La Guardia Costiera russa ha annunciato che un centinaio di orche, beluga e trichechi, imprigionati illegalmente in Russia nella baia di Srednyaya, vicino a Vladivostok, verranno presto liberate.
A far conoscere la situazione dei cetacei sono state le denunce di alcune associazioni ambientaliste e una petizione lanciata su change.org che ha raccolto oltre 900 mila firme, anche grazie al fatto di essere stata rilanciata da alcuni vip impegnati nella causa ambientalista, in primis Leonardo di Caprio e Pamela Anderson.
Addirittura sembra che lo stesso presidente russo Vladimir Putin, chiamato in causa da una lettera aperta della Anderson, si sia mosso di persona per assicurarsi che la “prigione delle balene” venga chiusa al più presto.

La petizione, che ha reso nota al pubblico questa situazione, si pone come obiettivo di arrivare a un milione di firme ed è tutt’ora in corso (se volete leggerla e firmare la trovate qui).

Nel testo si spiega: “E’ il più grande numero di animali marini mai detenuto all’interno di gabbie temporanee. Alcune di queste balene sono rinchiuse lì da luglio. Gli esperti fanno notare che questi mammiferi marini vengono venduti agli acquari in Cina, nonostante il fatto che possano essere catturate unicamente a scopo scientifico. […] All’interno di questi piccoli recinti ci sono 11 orche, 5 piccoli trichechi e 90 piccole beluga, 15 delle quali sono ancora neonati e completamente dipendenti dalle madri“.
Si chiede quindi di liberarle il prima possibile, in condizioni di sicurezza, e affidarle a personale specializzato.

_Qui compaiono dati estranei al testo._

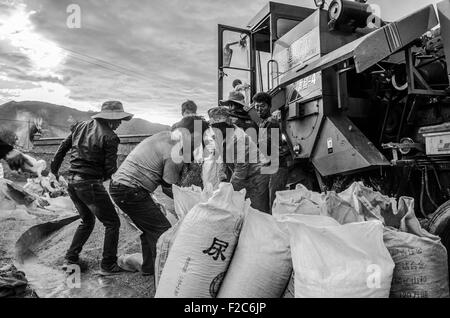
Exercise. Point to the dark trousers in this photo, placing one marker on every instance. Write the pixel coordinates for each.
(278, 182)
(138, 205)
(92, 200)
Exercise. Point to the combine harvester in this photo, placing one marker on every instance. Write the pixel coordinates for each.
(360, 98)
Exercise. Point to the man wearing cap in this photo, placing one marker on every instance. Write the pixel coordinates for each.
(93, 146)
(278, 180)
(242, 157)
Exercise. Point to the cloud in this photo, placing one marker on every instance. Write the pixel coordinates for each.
(152, 55)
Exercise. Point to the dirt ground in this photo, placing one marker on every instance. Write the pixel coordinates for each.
(49, 281)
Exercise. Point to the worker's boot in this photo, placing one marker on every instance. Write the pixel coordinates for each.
(68, 266)
(111, 271)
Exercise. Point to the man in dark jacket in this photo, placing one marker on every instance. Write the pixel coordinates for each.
(241, 156)
(15, 159)
(93, 147)
(278, 180)
(150, 165)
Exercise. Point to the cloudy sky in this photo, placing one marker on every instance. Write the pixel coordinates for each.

I video e le foto, realizzate grazie a un drone, giravano già da novembre scorso: si vedono gli animali in gabbie di una decina di metri per lato, poco profonde e anguste, oppure immagini dove vengono spostati per essere indirizzati chissà dove.
(IL VIDEO)

‘Whale prison’ discovered by drone in Far East Russia pic.twitter.com/gkZBVmYwVp— RT (@RT_com) 8 novembre 2018

La mobilitazione globale è servita a suscitare l’attenzione delle autorità e a far loro assicurare che gli animali saranno liberati al più presto, anche se non è semplice, perché bisogna trovare il modo di farlo senza mettere in pericolo i piccoli o esporli troppo al freddo.

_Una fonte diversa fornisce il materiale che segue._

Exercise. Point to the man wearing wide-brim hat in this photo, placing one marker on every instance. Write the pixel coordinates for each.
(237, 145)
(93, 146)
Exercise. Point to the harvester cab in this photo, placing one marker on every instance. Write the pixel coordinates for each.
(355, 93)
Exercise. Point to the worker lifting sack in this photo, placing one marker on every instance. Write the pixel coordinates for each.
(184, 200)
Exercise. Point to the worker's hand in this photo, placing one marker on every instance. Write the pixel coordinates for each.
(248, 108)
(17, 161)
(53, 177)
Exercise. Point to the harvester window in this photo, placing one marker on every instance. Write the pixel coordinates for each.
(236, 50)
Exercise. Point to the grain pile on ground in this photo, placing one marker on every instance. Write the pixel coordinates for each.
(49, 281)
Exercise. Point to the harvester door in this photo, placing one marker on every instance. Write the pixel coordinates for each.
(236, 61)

Rimarrebbe anche il problema burocratico: le autorità hanno detto di aver denunciato i responsabili e di stare eseguendo le indagini del caso, soprattutto perché le società coinvolte potrebbero voler cercare di dimostrare che la cattura dei cetacei è avvenuta per scopo scientifico, cosa consentita in Russia. I motivi reali della cattura sarebbero però ben altro che scientifici: un cetaceo potrebbe valere anche un milione di dollari sul mercato cinese. Le società che sono risultate proprietarie delle gabbie non sarebbero nuove a questi traffici: secondo una notizia ripresa su La Stampa e tratta dal quotidiano russo Novaya Gazeta, avrebbero già esportato 13 orche in Cina tra il 2013 e il 2016.

La popolarità del caso fa ben sperare per una conclusione rapida e per una liberazione degli animali. Resta da vigilare costantemente perché questo avvenga una volta che il clamore mediatico si sarà spento. Le 900 mila persone che hanno firmato la petizione, speriamo continuino a controllare. Al mondo serve avere quasi un milione di baywatch.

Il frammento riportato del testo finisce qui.